The perverted exteriors reflect the curdled interiors of the characters. Bacon is a callous and careless man, prone to vicious insults delivered with a fey purr. He is surrounded by other alcoholic artists in 1960s London, all hurling poisoned barbs at each other like rats scrabbling in a cage. Presiding over them all is Muriel Belcher (a grotesquely hypnotic Tilda Swinton, wearing dental prosthetics that make her “Snowpiercer” teeth look like something out of a Gleem commercial by comparison).
Into this chamber of horrors literally falls George (Craig), a small-time hood who crashes through the skylight of Bacon’s studio while attempting to rob the place. Unfazed, Bacon promptly invites him to bed. While George dominates in the bedroom, Bacon is in control outside, treating George like a new pet that he grows increasingly bored of. The neurotic George, prone to scrubbing himself clean to the point of drawing blood, becomes desperate as Bacon strings him along, making him suffer humiliation after humiliation.
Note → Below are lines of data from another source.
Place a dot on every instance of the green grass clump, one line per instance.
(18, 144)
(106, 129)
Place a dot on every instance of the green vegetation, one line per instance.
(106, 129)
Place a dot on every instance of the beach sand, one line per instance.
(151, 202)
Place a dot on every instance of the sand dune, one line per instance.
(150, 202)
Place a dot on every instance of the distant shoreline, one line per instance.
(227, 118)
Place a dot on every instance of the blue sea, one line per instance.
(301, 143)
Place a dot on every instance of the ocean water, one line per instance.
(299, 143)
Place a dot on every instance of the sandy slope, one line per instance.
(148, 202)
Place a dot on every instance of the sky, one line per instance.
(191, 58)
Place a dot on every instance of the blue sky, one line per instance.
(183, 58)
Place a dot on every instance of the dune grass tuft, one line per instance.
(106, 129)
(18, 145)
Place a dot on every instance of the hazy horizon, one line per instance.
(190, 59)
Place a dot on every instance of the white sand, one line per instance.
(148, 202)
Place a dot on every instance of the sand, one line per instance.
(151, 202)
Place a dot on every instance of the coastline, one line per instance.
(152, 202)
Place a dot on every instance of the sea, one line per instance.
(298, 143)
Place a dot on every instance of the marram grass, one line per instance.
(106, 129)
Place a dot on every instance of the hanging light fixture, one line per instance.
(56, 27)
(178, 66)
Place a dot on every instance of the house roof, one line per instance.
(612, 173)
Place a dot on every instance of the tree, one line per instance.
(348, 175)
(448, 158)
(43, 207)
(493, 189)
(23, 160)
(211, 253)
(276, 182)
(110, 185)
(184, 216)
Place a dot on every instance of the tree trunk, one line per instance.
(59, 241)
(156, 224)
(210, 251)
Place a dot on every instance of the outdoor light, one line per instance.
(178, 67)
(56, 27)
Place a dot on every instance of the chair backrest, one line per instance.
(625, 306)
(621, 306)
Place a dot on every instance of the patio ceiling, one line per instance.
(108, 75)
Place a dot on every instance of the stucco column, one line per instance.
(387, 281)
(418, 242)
Craig, skinnier and more jittery than the 007 we’re used to seeing these days, is remarkable as George, who hides a fragile emotional state beneath his regular-bloke East End exterior. And Jacobi, who I’m used to seeing in handsome productions like Kenneth Branagh’s “Henry V,” is magnetic as Bacon, a monster who has found an outlet for his sociopathy in his paintings. “Love is the Devil” is a brave and uncompromising film, and kudos to Strand for giving audiences the chances to rediscover it 17 years later.